Dominic se limitó a mirarlo como si no le importara.

–Iré a llamar –dijo Maggie–. Volveré y te ayudaré a meterte en la cama dentro de un momento. Luego te curaré un poco ese corte. Pero si no llamo ahora, van a mandar aviones de rescate desde tierra firme, cuando lo que yo quiero es un helicóptero.

–No es necesario que me metas en la cama, ni quiero un helicóptero. Diles que el avión se ha estrellado pero que estamos bien.

–Pero quiero que te hagan una radiografía de la cabeza…

–Yo no –respondió él firmemente–. Y es mi cabeza.

–Yo te la he salvado –respondió Maggie con actitud beligerante–. Si no fuera por mí, ahora sería una cabeza asada.

–¿Y eso te da derechos de imagen sobre ella?

–Sí.

Maggie levantó la barbilla y, a pesar del dolor que sentía, él logró sonreír.

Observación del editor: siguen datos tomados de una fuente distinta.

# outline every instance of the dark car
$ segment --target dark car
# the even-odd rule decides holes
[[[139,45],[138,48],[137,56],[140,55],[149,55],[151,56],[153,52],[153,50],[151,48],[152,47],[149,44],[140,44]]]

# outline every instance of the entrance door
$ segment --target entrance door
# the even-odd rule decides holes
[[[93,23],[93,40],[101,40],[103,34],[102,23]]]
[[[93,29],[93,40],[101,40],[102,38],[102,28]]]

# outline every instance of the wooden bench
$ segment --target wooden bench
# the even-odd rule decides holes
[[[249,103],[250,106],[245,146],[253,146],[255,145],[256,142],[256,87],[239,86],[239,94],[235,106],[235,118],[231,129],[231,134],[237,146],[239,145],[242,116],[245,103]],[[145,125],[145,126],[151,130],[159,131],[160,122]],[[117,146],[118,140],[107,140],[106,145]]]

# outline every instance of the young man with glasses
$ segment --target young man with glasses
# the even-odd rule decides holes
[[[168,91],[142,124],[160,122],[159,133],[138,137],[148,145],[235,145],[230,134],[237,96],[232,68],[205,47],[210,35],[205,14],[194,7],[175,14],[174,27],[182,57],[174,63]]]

–Entonces deberías haberme hecho firmar un contrato antes de salvarme. Sinceramente, no es necesario todo este lío. Sé el mal aspecto que debo de tener, pero es sólo sangre. Tengo toda la intención de vivir y no quiero molestar al Servicio Aéreo de Rescate. Así que, si tienes una bolsa de hielo, una aspirina y esparadrapo, te estaré eternamente agradecido. Y, si puedes cuidar de Dominic mientras yo me repongo, también te lo agradeceré.

Sus miradas se encontraron y fue como un cruce de espadas. Maggie parpadeó. Ella tenía una personalidad muy fuerte, pero la de ese hombre lo era más. Estaba acostumbrado a mandar, pensó. A salirse con la suya.

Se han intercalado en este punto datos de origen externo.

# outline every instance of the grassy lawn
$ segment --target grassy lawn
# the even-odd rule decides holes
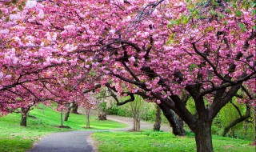
[[[196,151],[194,137],[175,137],[166,132],[101,132],[94,133],[100,152],[121,151]],[[214,151],[254,152],[250,146],[251,141],[245,141],[219,136],[213,137]]]
[[[51,108],[44,107],[43,110],[34,109],[30,112],[30,115],[37,118],[28,118],[27,127],[19,126],[21,114],[10,114],[0,118],[0,151],[18,152],[30,149],[34,142],[46,134],[75,130],[88,130],[86,126],[85,116],[70,114],[68,122],[64,126],[72,129],[58,128],[60,126],[60,113]],[[126,125],[113,121],[98,121],[95,117],[90,118],[91,130],[109,130],[122,128]]]

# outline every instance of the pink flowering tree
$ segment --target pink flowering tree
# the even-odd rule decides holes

Bueno, era su cabeza, se dijo a sí misma. Si quería morir…

–Si muero en las próximas veinticuatro horas –dijo él como leyéndole el pensamiento–, tengo un seguro lo suficientemente importante como para que Dominic se pueda comprar otro ordenador. Eso es lo único que importa, y no me echará de menos. Pero sinceramente, no tengo ninguna intención de morirme. Sólo dame la bolsa de hielo y lo demás, y déjame descansar.

Maggie lo miró aún preocupada.

–Vamos, Maggie. Soy un hombre adulto. Dame una aspirina y déjame dormir. Tú cuida de Dominic. Él te necesita y yo no.